Les anneaux

Camille Agard

Moi, je construis des anneaux pour proposer aux autres un monde normal.

Je vous parle au singulier, pourtant un anneau semble constamment au pluriel. Comme si sa puissance résonnait déjà dans son unité. Les dictionnaires parleront de l'anneau comme d'un cercle de matière dure, auquel on attache quelque chose. Il y a en tous points de cette définition des mots qui sonnent fort. Il y a de l'auréole, derrière l'anneau. Et finalement quand on le met vraiment au pluriel, l'anneau, il devient une chaîne. Une chaîne d'or pour la richesse du corps, une chaîne d'acier pour les protections du monde.

 

         Faîtes confiance aux anneaux. Ils unissent des vies pour le meilleur et pour le pire. Ils maintiennent les rideaux. Ils retiennent les bateaux. Ils résistent pour nous;

Faîtes confiance aux anneaux parce qu'ils savent mieux que nous endurer les flux difficiles. Ils ne cèderont que pour les tours de magies. Ils ont tellement fait le tour d'eux-mêmes qu'ils se connaissent trop bien pour faiblir. Ils ont repoussé à leur périmètre ce qui ne tournait pas rond, et le vide a pris leur ventre.

Maintenant, faîtes confiance aux anneaux.

 

Vous y verrez un père qui vous promet des futurs évidents. Une mère qui pose sur la table un Paris-Brest. La gymnaste à qui rien n'arrive quand les cerceaux aléatoires se promènent sur son corps fluo. Les gamins transparents qui soufflent encore dedans pour les bulles.

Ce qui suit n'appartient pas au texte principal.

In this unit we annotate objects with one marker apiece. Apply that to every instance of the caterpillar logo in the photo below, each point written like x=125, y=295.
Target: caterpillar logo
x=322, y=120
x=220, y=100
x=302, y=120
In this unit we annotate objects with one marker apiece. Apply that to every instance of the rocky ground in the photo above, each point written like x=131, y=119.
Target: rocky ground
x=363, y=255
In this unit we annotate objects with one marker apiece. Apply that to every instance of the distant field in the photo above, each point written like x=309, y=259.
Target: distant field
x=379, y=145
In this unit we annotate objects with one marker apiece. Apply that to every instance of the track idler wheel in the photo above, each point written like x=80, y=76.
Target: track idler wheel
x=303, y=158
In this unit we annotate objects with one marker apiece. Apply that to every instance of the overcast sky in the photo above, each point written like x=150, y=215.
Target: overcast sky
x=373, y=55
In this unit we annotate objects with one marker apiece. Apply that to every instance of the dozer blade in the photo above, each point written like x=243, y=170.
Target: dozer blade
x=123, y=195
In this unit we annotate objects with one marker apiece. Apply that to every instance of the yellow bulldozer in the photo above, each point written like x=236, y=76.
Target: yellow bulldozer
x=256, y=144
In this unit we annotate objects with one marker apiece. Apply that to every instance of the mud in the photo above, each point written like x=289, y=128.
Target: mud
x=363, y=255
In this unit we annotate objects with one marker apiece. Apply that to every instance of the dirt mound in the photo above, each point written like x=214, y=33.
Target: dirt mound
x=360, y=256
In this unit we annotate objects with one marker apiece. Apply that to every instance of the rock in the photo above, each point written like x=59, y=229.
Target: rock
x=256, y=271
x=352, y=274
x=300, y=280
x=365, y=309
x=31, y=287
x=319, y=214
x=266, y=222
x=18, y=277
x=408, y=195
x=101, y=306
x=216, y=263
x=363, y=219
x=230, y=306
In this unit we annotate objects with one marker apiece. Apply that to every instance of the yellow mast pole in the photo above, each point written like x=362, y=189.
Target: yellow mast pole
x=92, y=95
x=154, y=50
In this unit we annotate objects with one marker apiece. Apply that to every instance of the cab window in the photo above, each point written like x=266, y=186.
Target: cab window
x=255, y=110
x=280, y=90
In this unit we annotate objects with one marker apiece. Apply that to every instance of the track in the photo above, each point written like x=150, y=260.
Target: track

Moi, je construis des anneaux pour proposer aux autres un monde normal, qui tient ses promesses et qui vous caresse l'esprit. J'y suspends des cactus, j'y pose des culbutos qui s'équilibrent un peu. Je les collecte et les empile dans un verre, comme les fous qui aiment les pièces en cuivre. De temps en temps, je les éparpille pour me rappeler de chacun d'eux, puis je les range à nouveau, sans pinces et sans gants. Et toujours, mes yeux balaient les trottoirs, parce que sans le savoir, les hommes en oublient quelques fois.